After giving him my background, medication information, talked about my problems losing weight and lifestyle details he weighed me and took my height.

I am 163cm (5'3) tall and 83kg (180lbs) and an Australian size 12. He asked me if I knew what BMI was, and I responded that I did but found that my muscle mass tended to put me over the 'healthy' range (confirmed my previous doctors when I was sporting a nice and low body fat percentage).

He didn't take a word of it, and proceeded to give me a dressing down that I was obese (BMI 32, so technically he's correct) but he seemed to forget that 5 minutes previously I had already noted my healthy lifestyle was not changing my weight.

Left the clinic in tears, but this morning decided to start troubleshooting myself and had my insulin and cortisol levels done on top of my regular blood work.

I have started doing Crossfit (first session was Monday), but other than extremely high intensity exercise multiple times a week (which I don't look forward to, because I still feel so tired), I can't think of anything else to help. I want to keep the weight down as much as possible, as Type 2 Diabetes runs in the family - I never want it to be an issue.

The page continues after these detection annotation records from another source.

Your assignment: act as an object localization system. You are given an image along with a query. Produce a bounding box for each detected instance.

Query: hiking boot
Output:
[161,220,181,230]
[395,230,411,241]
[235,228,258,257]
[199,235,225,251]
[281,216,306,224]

Would love to hear collective experiences with dealing with the weight!


----------



## Koof (Nov 9, 2011)

Subbing to "listen" in as I am in a similar boat, but with 2 kids and a full-time job and being extremely tired I don't do as much as you do. I try to reach 7000 steps/day but that's about it.


----------



## desrtbloom (May 23, 2010)

I feel your pain. I have gained so much weight due to my diseases and it is very upsetting. My endo is sending me to a bariatric specialist to see if he can help to jump start my metabolism. Doesn't matter what I eat or don't eat, eat five times a day, carbs, no carbs, protein, etc., etc. I've been trying to all. Unfortunately, my doc is still playing with my Synthroid doses, so I am trying to be patient. I keep telling myself it is a temporary problem so that I don't get depressed about it all.

Hang in there! :hugs:


----------



## beingmeags (Aug 23, 2011)

_desrtbloom_ I would love to hear how you go with the bariatric specialist. I think yesterday was my first road block. Up until now, I've felt ok about having Hashi and the course I'm now on. But it was the first time in my life, a doctor pulled me up for my weight and I just felt helpless. Especially here, coming into Summer and the holidays over Christmas. Unfortunately it looks as if I will have to be extremely well behaved over the festive season, or it'll be more than 3kg to worry about.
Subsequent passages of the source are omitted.